R$ 160 mil para o Hoftalon
O deputado federal Rubens Bueno (PPS) "entregará", na próxima segunda-feira, em Curitiba, um total de 22 emendas parlamentares, no valor de R$ 5,8 milhões, a maioria para capital e região metropolitana. Segundo a assessoria de imprensa do pepessista, em Londrina o beneficiário será o Hoftalon - Centro de Estudo e Pesquisa da Visão, que receberá R$ 160 mil, para a aquisição de equipamentos. A entrega acontece às 10 horas, na sede do partido em Curitiba. No dia seguinte, Bueno estará em Campo Mourão, para anunciar outras 32 emendas, que somadas chegam a R$ 10,5 milhões.

Pedágios da BR-116 sobem 11,11%
Os motoristas que viajarem no final de ano pela BR-116, saindo de Curitiba, com destino a São Paulo, vão ter que pagar mais caro ao passar pelas seis praças de pedágio sob a responsabilidade da concessionária Autopista Régis Bittencourt.
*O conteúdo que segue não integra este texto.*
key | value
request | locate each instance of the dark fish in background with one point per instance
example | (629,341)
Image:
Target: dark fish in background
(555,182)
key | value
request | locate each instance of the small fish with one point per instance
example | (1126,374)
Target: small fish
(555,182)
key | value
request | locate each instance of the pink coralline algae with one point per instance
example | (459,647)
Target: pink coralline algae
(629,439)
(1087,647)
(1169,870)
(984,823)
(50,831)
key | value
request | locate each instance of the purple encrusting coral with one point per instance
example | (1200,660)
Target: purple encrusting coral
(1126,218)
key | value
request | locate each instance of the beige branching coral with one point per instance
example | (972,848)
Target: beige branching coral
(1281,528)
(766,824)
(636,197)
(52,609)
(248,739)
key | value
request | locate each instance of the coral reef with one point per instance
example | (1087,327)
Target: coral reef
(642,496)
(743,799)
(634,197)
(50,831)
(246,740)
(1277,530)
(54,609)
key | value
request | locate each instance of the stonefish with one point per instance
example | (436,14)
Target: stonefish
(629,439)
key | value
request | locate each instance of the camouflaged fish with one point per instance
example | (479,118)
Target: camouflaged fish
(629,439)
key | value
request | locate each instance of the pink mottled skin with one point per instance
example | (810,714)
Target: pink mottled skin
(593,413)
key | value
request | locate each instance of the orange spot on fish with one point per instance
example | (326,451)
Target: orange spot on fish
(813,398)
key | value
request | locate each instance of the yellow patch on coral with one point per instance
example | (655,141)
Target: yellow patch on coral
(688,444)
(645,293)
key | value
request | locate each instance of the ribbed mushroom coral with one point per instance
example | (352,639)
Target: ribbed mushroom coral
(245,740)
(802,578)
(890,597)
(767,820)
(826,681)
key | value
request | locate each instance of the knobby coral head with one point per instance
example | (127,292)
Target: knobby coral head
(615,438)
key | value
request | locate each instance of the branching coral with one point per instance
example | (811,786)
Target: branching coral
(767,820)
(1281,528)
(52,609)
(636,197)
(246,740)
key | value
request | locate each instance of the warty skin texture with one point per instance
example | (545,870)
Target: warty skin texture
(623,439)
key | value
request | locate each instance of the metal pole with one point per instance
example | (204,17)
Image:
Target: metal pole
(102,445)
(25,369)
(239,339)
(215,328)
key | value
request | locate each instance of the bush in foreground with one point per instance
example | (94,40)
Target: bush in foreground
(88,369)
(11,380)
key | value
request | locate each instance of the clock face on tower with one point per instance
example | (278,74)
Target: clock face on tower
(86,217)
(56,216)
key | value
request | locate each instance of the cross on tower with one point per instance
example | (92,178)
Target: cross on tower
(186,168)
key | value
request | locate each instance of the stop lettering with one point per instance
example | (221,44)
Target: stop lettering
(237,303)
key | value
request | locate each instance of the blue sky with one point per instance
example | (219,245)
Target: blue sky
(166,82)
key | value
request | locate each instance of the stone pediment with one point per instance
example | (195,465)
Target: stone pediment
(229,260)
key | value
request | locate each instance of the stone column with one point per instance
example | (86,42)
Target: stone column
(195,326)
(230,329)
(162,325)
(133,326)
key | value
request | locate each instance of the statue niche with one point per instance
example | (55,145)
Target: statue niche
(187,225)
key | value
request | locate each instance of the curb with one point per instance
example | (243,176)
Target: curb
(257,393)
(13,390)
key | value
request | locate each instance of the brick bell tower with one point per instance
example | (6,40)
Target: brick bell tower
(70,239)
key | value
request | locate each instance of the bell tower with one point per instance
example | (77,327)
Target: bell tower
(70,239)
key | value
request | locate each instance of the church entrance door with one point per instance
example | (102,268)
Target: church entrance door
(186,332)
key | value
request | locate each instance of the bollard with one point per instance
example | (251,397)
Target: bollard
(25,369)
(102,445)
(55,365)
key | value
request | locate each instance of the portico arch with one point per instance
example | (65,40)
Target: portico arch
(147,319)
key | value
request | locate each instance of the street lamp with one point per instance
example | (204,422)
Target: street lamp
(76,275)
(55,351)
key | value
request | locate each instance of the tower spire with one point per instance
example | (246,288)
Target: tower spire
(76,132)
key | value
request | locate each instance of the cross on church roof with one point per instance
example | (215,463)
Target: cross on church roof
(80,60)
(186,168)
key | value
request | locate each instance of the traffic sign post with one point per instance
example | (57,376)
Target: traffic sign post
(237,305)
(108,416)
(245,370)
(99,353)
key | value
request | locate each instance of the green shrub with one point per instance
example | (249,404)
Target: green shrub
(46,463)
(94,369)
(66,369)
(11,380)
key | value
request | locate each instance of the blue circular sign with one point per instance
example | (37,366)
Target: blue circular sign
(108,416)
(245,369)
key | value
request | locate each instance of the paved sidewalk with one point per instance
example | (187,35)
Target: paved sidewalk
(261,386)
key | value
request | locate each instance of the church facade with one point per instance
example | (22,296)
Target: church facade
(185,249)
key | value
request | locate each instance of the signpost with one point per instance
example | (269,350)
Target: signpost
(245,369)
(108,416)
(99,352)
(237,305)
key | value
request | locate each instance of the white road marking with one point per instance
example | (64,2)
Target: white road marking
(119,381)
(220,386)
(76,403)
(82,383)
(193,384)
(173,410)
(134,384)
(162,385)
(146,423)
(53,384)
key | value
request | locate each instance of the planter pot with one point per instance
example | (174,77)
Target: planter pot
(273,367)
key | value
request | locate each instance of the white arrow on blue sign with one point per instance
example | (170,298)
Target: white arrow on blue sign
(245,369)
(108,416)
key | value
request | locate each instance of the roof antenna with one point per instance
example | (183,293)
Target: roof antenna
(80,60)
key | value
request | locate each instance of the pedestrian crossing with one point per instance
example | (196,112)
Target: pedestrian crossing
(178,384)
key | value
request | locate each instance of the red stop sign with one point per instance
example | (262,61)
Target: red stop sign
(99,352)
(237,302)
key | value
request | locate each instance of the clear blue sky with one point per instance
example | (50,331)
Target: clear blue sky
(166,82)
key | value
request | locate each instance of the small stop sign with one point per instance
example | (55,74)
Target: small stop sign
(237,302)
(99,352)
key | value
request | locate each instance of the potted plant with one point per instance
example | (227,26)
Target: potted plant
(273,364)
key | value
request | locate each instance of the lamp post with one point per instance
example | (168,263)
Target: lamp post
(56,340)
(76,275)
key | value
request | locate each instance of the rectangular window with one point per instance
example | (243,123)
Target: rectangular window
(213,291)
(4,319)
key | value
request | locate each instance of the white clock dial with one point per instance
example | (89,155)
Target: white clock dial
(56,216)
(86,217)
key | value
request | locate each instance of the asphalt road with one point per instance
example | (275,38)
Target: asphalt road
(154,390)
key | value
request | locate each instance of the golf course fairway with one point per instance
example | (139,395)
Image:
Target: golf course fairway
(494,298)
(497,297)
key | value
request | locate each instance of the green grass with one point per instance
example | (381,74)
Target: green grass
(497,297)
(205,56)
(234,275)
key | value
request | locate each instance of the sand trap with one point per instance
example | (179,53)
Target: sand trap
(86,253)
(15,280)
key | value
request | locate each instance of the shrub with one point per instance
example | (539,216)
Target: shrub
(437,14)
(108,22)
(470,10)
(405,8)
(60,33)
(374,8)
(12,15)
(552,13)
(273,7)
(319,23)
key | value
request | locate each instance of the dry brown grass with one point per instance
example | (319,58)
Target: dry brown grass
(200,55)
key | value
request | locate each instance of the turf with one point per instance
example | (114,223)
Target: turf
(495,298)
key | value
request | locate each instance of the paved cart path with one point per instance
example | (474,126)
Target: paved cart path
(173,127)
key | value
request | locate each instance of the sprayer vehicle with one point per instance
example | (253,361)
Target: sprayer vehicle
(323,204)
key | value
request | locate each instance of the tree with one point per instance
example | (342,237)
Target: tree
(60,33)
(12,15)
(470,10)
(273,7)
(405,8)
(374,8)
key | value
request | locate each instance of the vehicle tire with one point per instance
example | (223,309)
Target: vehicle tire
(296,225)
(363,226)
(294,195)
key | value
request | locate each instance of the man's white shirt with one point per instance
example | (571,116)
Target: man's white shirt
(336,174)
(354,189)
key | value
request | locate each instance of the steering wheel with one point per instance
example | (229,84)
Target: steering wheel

A Agência Nacional de Transportes Terrestre aprovou ontem, por meio da resolução n.º 4.510, o reajuste da tarifa que passa a valer a partir do dia 29. O reajuste aprovado foi de 11,11% e, com isso, as tarifas passam de R$ 1,80 para R$ 2,00 nas praças de pedágio de Campina Grande do Sul (PR), Barra do Turvo (SP), Cajati (SP), Juquiá (SP), Miracatu (SP) e São Lourenço da Serra (SP).

Cálculo do reajuste
Segundo o órgão, o aumento foi calculado a partir da combinação de três itens previstos em contrato: reajuste, revisão e arredondamento. O primeiro prevê a correção monetária dos valores da tarifa tendo como base a variação da inflação. O segundo visa recompor o equilíbrio econômico-financeiro celebrado no contrato de concessão, como por exemplo, o acréscimo de novas obrigações à concessionária. E o terceiro item, diz respeito ao arredondamento tarifário, que tem por finalidade facilitar a fluidez do tráfico nas praças de pedágio.

Contas de campanha
O Conselho Federal de Contabilidade (CFC) identificou 43 profissionais, que atuaram de forma ilegal na prestação de contas de candidatos e partidos na última campanha política. Segundo o CFC, foram identificados ainda, outros 30 que sequer possuem registro profissional na instituição. O conselheiro e coordenador institucional do CFC, Joaquim Bezerra, informou que a relação com os nomes das pessoas que não são registradas já foi encaminhada ao Ministério Público (MP). "Elas não poderiam assinar nenhuma conta de campanha. Essa é nossa função, fiscalizar o exercício da profissão no País." Este ano, pela primeira vez, uma resolução do Tribunal Superior Eleitoral (TSE) determinou a participação de contadores em todo o processo eleitoral.